Recursively Defined Functions: Difference between revisions

Take the following function:

CONSTANTS parity
PROPERTIES
 parity : (NATURAL --> {0,1}) & 
 parity(0) = 0 & 
 !x.(x:NATURAL => parity(x+1) = 1 - parity(x))

Here, ProB will complain that it cannot find a solution for parity. The reason is that parity is a function over an infinite domain, but ProB has to represent the function as a finite set of maplets.

There are basically three solutions to this problem:

• Write a finite function:

parity : (NAT --> {0,1}) & 
parity(0) = 0 & 
!x.(x:NAT & x<MAXINT => parity(x+1) = 1 - parity(x))

• Rewrite your function so that in the forall you do not refer to values

of parity greater than x:
parity : (NATURAL --> {0,1}) & 
parity(0) = 0 & 
!x.(x:NATURAL1 => parity(x) = 1 - parity(x-1))

• Use symbolic animation (turn on Lazy expansion of lambdas & set comprehensions and lazy expansion of Recursive set comprehensions and lambdas in the Animation Preferences). You then need to rewrite your function using set comprehension or lambdas. Also, you are only allowed to apply the function, you cannot use any other set/function operation (otherwise the function will be expanded).

Note: this only works in version 1.2.7 of ProB; this feature has not yet been enabled in 1.3.0.

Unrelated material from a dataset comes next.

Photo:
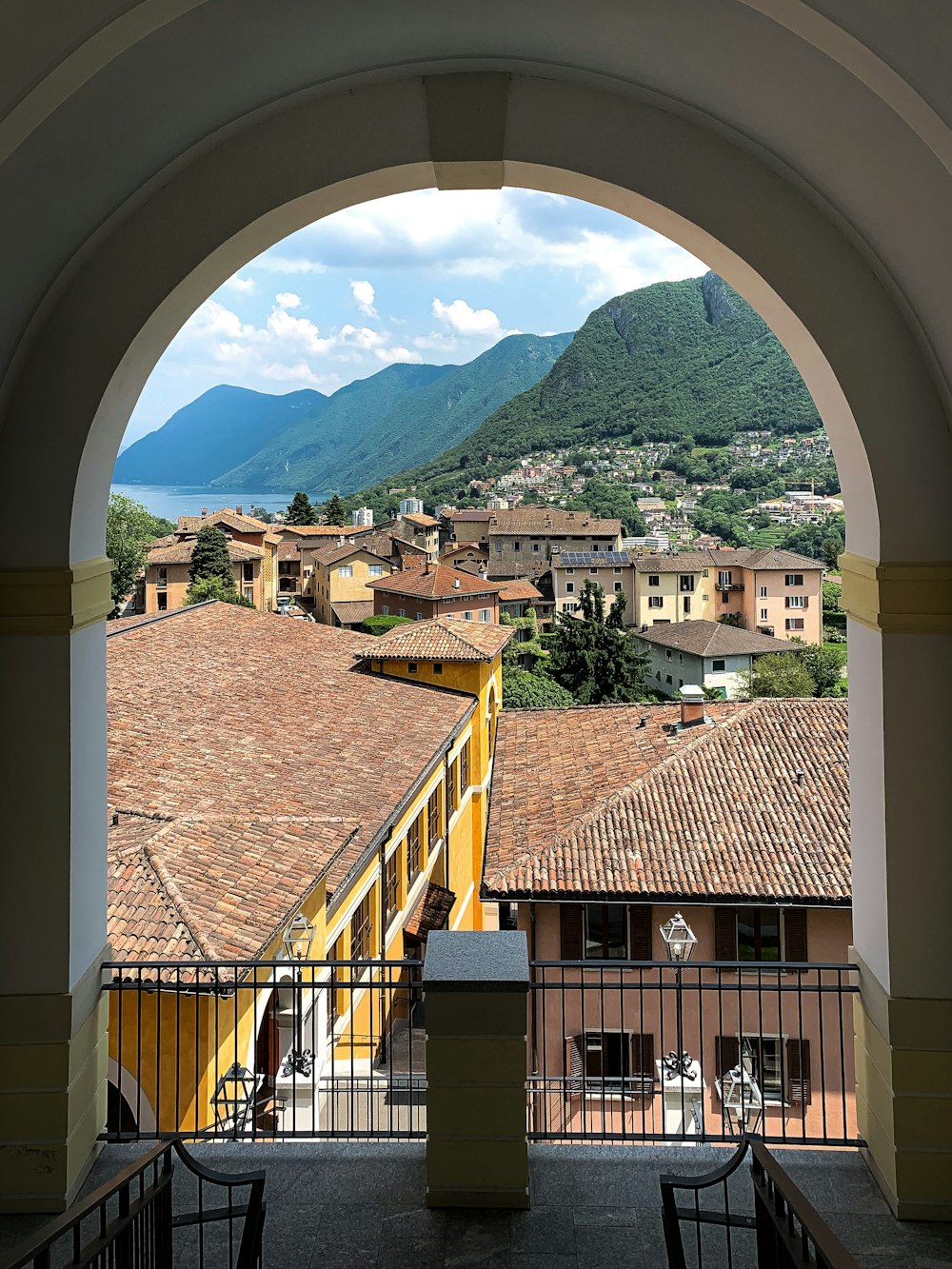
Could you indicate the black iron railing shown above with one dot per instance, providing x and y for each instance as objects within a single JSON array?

• Another solution is try and write your function constructively and non-recursively, ideally using a lambda abstraction:

  parity : (NATURAL --> {0,1}) & 
  parity = %x.(x:NATURAL|x mod 2)

Here ProB detects that parity is an infinite function and will keep it symbolic (if possible). With such an infinite function you can:

• • apply the function parity(10001) is the value 1
  • compute the image of the function, e.g., parity[10..20] is {0,1}
  • compose the function with a finite relation, e.g., (id(1..10) ; parity) gives the value [1,0,1,0,1,0,1,0,1,0]
  • sometimes compute the domain of the function, here, dom(parity) is determined to be NATURAL. But this only works for simple infinite functions represented.